L’Italia, come detto, non poteva restare a guardare: nello stesso anno dell’esordio di Vampirella, faceva il suo esordio nelle edicole del bel paeseJacula, ispirata nelle sembianze alla bella Patty Pravo, i cui fumetti vennero pubblicati dalla Ediperiodici, poi Edifumetto, casa editrice molto attiva in questo filone con collane come Il Vampiro, I Notturni, I Sanguinari. Gli anni Settanta portano il personaggio di culto Zora la vampira (che prende le sembianze di Catherine Deneuve, futura vampira nel film Miriam si sveglia a Mezzanotte), alla quale viene dedicato un omonimo film girato dai Manetti Bros., e quindi Sukia, ispirata alla bella Ornella Muti, che presenta esplicitamente gli organi di riproduzione umani (maschili in particolare).

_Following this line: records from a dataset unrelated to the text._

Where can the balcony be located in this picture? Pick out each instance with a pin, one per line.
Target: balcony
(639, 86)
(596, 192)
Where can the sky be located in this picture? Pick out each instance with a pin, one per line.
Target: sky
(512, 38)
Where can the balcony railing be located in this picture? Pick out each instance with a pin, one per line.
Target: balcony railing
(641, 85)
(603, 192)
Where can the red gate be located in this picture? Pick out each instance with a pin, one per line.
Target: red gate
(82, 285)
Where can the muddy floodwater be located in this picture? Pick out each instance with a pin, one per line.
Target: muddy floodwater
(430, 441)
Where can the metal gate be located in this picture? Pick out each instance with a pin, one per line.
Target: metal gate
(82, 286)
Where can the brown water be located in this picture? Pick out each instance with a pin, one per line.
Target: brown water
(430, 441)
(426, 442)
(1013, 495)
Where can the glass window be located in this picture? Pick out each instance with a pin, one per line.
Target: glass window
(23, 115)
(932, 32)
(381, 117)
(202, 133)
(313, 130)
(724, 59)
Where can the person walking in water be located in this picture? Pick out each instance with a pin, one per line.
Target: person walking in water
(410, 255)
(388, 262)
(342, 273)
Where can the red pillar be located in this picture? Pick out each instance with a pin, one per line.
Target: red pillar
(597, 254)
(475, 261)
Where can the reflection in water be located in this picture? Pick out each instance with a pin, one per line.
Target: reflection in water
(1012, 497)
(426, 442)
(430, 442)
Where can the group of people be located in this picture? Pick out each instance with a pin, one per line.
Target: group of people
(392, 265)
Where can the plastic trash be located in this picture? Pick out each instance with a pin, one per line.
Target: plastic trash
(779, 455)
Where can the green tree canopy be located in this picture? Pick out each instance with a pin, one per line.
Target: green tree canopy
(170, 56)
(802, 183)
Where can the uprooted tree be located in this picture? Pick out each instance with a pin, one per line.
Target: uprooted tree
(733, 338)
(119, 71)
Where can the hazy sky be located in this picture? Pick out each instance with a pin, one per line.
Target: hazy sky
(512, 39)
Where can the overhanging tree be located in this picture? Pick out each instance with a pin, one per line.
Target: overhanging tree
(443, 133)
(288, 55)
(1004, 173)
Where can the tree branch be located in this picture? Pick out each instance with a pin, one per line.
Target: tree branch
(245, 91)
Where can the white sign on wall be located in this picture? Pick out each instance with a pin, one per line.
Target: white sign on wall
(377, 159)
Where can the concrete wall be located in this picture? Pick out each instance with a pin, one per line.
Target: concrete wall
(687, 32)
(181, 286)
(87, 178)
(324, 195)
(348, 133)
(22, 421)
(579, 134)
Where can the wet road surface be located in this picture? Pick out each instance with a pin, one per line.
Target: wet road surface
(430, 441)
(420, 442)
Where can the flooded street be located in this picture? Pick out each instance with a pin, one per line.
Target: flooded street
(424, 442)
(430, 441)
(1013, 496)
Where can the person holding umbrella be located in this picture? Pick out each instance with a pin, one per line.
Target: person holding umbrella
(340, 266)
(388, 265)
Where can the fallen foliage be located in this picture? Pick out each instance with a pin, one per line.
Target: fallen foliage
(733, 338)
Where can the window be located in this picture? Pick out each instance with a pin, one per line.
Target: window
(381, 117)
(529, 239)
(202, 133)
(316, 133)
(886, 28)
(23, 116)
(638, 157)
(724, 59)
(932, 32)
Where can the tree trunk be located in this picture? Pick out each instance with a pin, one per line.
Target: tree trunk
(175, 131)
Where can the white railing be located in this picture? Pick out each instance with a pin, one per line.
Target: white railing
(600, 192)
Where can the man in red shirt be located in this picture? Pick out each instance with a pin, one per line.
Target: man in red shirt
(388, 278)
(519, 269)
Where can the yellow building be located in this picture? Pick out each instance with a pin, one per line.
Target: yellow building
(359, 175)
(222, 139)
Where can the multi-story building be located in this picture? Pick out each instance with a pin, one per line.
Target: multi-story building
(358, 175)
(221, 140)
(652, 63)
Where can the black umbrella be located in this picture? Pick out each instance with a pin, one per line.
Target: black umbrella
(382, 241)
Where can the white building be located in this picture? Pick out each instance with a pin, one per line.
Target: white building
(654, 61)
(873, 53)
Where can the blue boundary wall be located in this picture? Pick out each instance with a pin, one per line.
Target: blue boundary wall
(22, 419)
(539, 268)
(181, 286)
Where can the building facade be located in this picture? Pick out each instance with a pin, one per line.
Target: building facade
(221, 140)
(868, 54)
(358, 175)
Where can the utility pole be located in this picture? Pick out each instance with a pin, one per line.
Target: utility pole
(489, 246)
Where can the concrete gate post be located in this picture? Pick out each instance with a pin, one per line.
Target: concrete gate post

Di passaggio verso gli anni Ottanta è un altro fumetto del genere, Necron di Magnus, con protagonisti Frieda Boher, biologa tedesca e necrofila, eNecron, il suo mostro superdotato personale, che pur se reinterpreta il mito del mostro di Frankestein, è probabilmente uno degli utlimi fumetti del genere: infatti l’ultima serie da citare è stata la meno fortunata di tutte (già Necron fu chiusa molto presto, ma solo perché, più che un fumetto porno, era una serie comica, e quindi poco seguita dai lettori del genere) è Yra, che in una serie dai toni fantasy, presenta una fanciulla che diventa vampira ad opera di una strega.
Il nuovo che avanza
Come detto l’accoppiata erotismo-vampiri ha ceduto il passo, anche al successivo tentativo di rilancio da parte della Harris Comics. Negli stessi Stati Uniti la situazione è abbastanza dinamica. L’editore che più spesso propone i vampiri negli albi a fumetti è la DC Comics con la sua etichetta, la Vertigo Comics, oggi edita in toto dalla Magic Press. Sia in passato con la serie Swamp Thing, ai tempi del grande Alan Moore, sia con il Preacher di Ennis e Dillon che presentarono uno dei vampiri più crudeli e decadenti (anche nell’aspetto) degli ultimi anni: Cassidy.
L’Italia ha, per contro, presentato i vampiri soprattutto nelle serie edite dalla Bonelli: si parte dal classico Dylan Dog, che a più riprese ha incrociato la strada con i vampiri, per passare per Martin Mystere, Nathan Never, Legs Weaver, Zagor, fino ad arrivare ai recenti Gregory Hunter, contro un falso vampiro, e soprattutto Dampyr, una delle serie che più si è ispirata alla tradizione popolare vampirica, mescolandola abilmente con la letteratura del terrore più classica e famosa. In ultimo restano da citare i Cinque allegri ragazzi morti, fumetto horror di Davide Toffolo, edito dalla Panini Comics, e, sempre dello stesso editore, i due volumi di Rigel (Elena de’ Grimani e Fabrizio Palmieri), serie espressamente dedicata ai vampiri.
Ultima citazione ai vampiri Disney: gli evroniani, che hanno sfidato Paperinik sulle pagine di PKNA e sfidano ora Pikappa sulle pagine di PK – Pikappa.